- Location: Kenai Peninsula, Alaska
- Coordinates: 56°51′35″N 154°01′05″W﻿ / ﻿56.8596°N 154.0181°W
- Primary inflows: Humpy Creek
- Basin countries: United States
- Max. length: 1 mi (1.6 km)
- Max. width: ≥1 mi (1.6 km)
- Average depth: 60 ft (18 m)
- Max. depth: ≥300 ft (91 m)
- Frozen: Never

= Humpy Cove =

Humpy Cove is an inlet of Resurrection Bay on the Kenai Peninsula of the U.S. state of Alaska. Located 11 miles from Seward, it has the shape of a whale's tail, and consists of two smaller bays. The cove is often used as an anchorage for recreational boaters. It received its name from the plentiful returns of pink salmon that spawn in Humpy Creek, the inflow of the southern bay. The cove is a popular tourist destination as well, due to Orca Island Cabins and kayak tours offered by Miller's Landing.
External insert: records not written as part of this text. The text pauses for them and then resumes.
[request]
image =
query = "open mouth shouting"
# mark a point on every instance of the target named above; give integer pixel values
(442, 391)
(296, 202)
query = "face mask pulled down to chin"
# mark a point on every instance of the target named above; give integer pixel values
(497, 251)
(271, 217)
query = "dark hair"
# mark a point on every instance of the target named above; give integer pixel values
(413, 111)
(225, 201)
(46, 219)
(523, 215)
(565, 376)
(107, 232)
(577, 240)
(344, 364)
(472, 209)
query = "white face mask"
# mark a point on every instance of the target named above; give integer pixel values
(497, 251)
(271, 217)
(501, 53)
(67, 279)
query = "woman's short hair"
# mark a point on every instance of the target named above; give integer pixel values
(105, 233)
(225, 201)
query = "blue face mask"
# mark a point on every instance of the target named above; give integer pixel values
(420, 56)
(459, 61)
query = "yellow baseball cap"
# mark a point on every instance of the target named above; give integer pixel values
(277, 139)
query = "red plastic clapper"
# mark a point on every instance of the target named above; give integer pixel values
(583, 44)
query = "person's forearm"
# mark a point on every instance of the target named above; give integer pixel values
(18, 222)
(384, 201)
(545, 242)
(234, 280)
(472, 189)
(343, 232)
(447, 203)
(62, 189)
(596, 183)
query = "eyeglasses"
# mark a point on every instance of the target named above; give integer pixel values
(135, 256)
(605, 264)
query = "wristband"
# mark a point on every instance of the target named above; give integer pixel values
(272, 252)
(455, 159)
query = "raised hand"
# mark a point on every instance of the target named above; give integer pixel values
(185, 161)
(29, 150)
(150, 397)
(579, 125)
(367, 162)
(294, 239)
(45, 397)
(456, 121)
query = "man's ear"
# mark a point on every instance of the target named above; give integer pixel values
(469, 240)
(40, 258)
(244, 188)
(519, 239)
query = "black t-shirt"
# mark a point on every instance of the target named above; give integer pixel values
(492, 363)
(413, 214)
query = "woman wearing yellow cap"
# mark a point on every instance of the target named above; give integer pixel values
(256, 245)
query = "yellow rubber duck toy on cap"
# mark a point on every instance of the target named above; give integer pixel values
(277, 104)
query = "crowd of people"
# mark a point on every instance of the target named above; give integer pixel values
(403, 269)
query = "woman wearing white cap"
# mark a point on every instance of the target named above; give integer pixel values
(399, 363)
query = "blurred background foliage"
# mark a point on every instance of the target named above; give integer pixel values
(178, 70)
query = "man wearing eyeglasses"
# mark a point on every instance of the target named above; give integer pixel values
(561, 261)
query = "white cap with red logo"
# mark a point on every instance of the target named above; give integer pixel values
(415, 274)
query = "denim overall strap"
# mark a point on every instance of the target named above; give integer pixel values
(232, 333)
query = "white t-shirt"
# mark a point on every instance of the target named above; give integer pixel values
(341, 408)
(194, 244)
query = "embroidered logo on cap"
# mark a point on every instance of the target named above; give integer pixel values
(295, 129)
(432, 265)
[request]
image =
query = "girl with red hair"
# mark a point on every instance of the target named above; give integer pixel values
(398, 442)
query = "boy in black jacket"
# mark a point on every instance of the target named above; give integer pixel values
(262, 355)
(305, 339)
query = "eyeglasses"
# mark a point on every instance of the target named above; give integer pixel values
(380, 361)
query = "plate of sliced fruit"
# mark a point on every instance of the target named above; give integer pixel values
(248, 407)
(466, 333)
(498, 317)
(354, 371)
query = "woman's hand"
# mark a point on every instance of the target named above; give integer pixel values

Humpy Cove has runs of rockfish, halibut, coho salmon, chinook salmon, and chum salmon as well as pinks, and a popular fishing spot is near the Iron Door, the remains of a searchlight and bunker from World War II. The cove contains the only road on the Resurrection Peninsula, a stretch of pavement leading to the aforementioned searchlight.